Tuesday, 02 January 2024 12:17 GMT

New York Times Sues Pentagon Over Restrictions on Press Access


(MENAFN) The New York Times filed a federal lawsuit Monday challenging sweeping restrictions on press access at the Pentagon imposed by the Trump administration — marking a direct legal confrontation over what the publication calls unconstitutional retaliation against a free press.

The suit, brought by the Times and its reporter Julian Barnes, names the Defense Department, Defense Secretary Pete Hegseth, spokesperson Sean Parnell, and senior official Timothy Parlatore as defendants. It alleges that the escort mandate imposed on all reporters entering the Pentagon constitutes "blatant retaliation" against the Times "not only for their editorial viewpoint but also for vindicating their constitutional rights in litigation."

The lawsuit pulls no punches in its condemnation of the policy. "The interim policy is patently retaliatory, utterly unreasonable, and manifestly arbitrary and capricious. Defendants adopted it as a means to thwart a district court order and to punish The Times both for its editorial viewpoint and its successful suit vindicating its constitutional rights," the filing states.

The legal action follows a March ruling by Federal Judge Paul Friedman, who found that the Pentagon's earlier press restrictions violated the First Amendment of the U.S. Constitution. The current escort policy, the Times argues, is the administration's deliberate workaround designed to circumvent that ruling while preserving the same chilling effect on press freedom.

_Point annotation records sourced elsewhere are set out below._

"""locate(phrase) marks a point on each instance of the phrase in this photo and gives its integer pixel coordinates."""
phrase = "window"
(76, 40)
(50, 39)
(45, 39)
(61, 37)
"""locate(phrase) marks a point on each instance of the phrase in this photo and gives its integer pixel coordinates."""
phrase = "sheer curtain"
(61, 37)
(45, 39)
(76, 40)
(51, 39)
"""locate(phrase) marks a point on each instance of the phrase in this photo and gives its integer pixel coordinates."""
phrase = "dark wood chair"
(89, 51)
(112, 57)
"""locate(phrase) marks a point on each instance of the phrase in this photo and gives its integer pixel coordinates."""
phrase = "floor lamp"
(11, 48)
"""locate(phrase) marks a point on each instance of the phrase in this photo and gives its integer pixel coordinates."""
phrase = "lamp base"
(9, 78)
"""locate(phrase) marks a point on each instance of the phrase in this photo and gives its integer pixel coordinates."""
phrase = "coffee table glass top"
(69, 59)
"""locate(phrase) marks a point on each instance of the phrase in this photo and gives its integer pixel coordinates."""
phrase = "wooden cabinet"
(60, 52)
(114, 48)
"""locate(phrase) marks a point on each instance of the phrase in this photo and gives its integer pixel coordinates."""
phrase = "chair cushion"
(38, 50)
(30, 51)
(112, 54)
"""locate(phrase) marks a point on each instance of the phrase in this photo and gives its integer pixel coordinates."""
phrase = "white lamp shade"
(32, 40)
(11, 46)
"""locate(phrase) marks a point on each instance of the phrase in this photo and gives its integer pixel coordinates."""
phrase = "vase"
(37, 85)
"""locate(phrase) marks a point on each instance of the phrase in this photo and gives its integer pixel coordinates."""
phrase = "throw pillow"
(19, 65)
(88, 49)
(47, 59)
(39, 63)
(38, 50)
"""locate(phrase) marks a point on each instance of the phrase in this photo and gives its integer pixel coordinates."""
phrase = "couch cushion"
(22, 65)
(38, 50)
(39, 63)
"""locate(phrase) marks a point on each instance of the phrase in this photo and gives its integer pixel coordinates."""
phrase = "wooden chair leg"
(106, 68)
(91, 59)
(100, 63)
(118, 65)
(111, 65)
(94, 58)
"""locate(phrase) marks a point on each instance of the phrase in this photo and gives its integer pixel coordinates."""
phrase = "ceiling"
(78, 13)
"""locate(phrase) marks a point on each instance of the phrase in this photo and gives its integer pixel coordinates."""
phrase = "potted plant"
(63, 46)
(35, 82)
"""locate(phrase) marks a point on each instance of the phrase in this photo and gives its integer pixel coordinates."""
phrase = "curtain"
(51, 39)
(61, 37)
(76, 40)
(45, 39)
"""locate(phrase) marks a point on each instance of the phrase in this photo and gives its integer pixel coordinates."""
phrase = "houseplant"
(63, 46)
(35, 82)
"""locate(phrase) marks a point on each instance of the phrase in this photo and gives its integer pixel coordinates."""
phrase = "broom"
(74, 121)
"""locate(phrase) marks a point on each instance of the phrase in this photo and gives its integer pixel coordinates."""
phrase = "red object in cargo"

That policy, the suit contends, "breaks sharply" from decades of established norms at the Defense Department, which had historically afforded journalists "unescorted access in unsecured corridors so that they can move from press office to press office and ask questions on short notice as events unfolded."

The lawsuit offers a blunt description of the bureaucratic gauntlet reporters must now navigate. "To ask even one question, Barnes and other reporters must call or email for an appointment, wait for a response, get an escort, ask their question, and return to the library outside the Pentagon—only to repeat the process for the next source. Reporters must either forgo conversations or else spend hours chasing schedulers by phone and shuttling in and out of the building," the filing states.

Pentagon spokesperson Sean Parnell swiftly dismissed the lawsuit, characterising it on social media platform X as "nothing more than an attempt to remove the barriers to them getting their hands on classified information."

"They want to roam the halls of the Pentagon freely and without an escort - a privilege that they do not have in any other federal building. The Department's policy is completely lawful and narrowly designed to protect national security information from unlawful criminal disclosure," Parnell added.